Subject: Western Hemisphere - America
Period: 1595 (published)
Publication: Le Relationi Universali
Color: Black & White
Size:
9.7 x 6.8 inches
24.6 x 17.3 cm
This early map of the Americas is based on Ortelius and D'Anian. The Sierra Nevadas are named and Quivira appears both as a region and a large city in North America. The towns of Marta, Zalisco, and Culuacan are noted near present-day New Mexico. Another large city labeled Totonteac is shown at the top of the Mar Vermeio (Gulf of California). A wide St. Lawrence River has its headwaters in a tiny lake in the region named Saguenai, and there are no Great Lakes. The names Norinbega for New England, Mocosa, and Apalche are on the eastern seaboard. Off the coast, the imaginary islands of Frislant, Dos Demonios, Sept Cites, and St. Brendain are shown.

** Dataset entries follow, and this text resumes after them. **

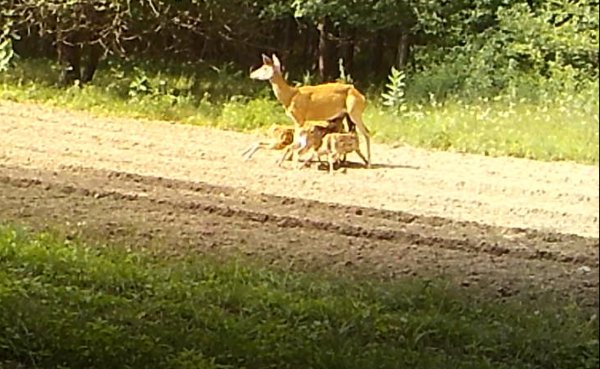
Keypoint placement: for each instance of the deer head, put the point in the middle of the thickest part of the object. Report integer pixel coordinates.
(269, 68)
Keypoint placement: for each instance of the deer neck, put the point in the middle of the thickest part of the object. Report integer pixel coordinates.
(283, 91)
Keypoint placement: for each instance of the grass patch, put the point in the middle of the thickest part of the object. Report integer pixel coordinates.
(66, 304)
(561, 127)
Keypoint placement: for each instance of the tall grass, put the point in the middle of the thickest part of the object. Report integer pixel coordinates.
(70, 305)
(563, 126)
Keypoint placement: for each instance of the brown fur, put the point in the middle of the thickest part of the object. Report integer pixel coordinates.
(335, 145)
(281, 137)
(311, 136)
(315, 103)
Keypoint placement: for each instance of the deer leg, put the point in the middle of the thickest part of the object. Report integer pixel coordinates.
(362, 157)
(288, 150)
(360, 125)
(257, 146)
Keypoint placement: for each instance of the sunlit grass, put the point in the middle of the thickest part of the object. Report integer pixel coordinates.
(563, 127)
(67, 304)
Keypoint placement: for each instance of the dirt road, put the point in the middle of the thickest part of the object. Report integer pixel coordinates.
(511, 226)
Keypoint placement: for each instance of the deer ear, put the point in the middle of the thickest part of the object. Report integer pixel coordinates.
(276, 62)
(267, 60)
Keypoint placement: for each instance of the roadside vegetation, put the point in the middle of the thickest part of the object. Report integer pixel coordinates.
(68, 304)
(500, 78)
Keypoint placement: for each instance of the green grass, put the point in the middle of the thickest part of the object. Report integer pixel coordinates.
(65, 304)
(560, 127)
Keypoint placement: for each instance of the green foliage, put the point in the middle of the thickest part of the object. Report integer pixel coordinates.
(66, 304)
(532, 54)
(393, 97)
(6, 48)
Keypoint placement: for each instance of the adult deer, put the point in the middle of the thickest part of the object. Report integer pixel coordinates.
(322, 102)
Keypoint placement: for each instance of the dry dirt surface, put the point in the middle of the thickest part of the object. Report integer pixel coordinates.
(510, 227)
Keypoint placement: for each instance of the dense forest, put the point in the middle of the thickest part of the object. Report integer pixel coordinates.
(445, 47)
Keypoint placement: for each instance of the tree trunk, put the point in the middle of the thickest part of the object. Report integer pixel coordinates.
(94, 52)
(69, 57)
(324, 49)
(403, 51)
(377, 53)
(349, 52)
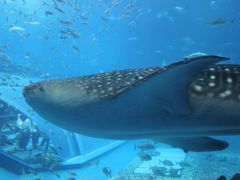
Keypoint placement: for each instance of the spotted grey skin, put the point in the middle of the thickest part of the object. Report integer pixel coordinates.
(189, 98)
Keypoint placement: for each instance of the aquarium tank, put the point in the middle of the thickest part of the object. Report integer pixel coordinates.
(119, 89)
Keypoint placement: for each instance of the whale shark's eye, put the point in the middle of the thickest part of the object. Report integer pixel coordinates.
(41, 89)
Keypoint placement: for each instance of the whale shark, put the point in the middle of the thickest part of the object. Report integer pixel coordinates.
(180, 104)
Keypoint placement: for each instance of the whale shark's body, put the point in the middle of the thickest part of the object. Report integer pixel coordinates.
(180, 103)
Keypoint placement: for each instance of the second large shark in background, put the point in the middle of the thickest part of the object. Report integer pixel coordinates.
(180, 104)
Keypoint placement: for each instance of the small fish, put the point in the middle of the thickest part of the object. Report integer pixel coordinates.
(16, 29)
(145, 147)
(132, 39)
(59, 10)
(47, 13)
(75, 35)
(107, 172)
(216, 22)
(33, 23)
(145, 157)
(167, 163)
(71, 178)
(75, 48)
(66, 22)
(72, 174)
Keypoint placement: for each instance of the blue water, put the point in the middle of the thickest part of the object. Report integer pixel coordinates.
(113, 34)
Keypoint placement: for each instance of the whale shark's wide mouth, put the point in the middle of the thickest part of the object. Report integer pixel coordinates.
(33, 90)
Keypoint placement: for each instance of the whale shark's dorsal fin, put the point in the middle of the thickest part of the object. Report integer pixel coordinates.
(168, 87)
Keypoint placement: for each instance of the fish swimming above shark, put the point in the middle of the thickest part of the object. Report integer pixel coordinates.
(181, 104)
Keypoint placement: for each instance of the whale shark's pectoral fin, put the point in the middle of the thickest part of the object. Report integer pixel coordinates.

South America is shown with a bulging western coast from Ortelius, while an outsized La Plata River plunges into the continent. A massive Tierra del Fuego fills the bottom of the map and is connected to an even more massive Nova Guinea, which carries a notation referring to Andrea Corsali, a 15th-century Florentine explorer who described and named the Southern Cross. This is the first state with no line encircling the continent, engraved by Girolamo Porro, although his imprint does not appear on this state. Blank verso.
References: Burden #86.
Condition: A
A dark impression with a few miniscule wormholes that are only visible when held up to light and minor dampstaining in the blank margins.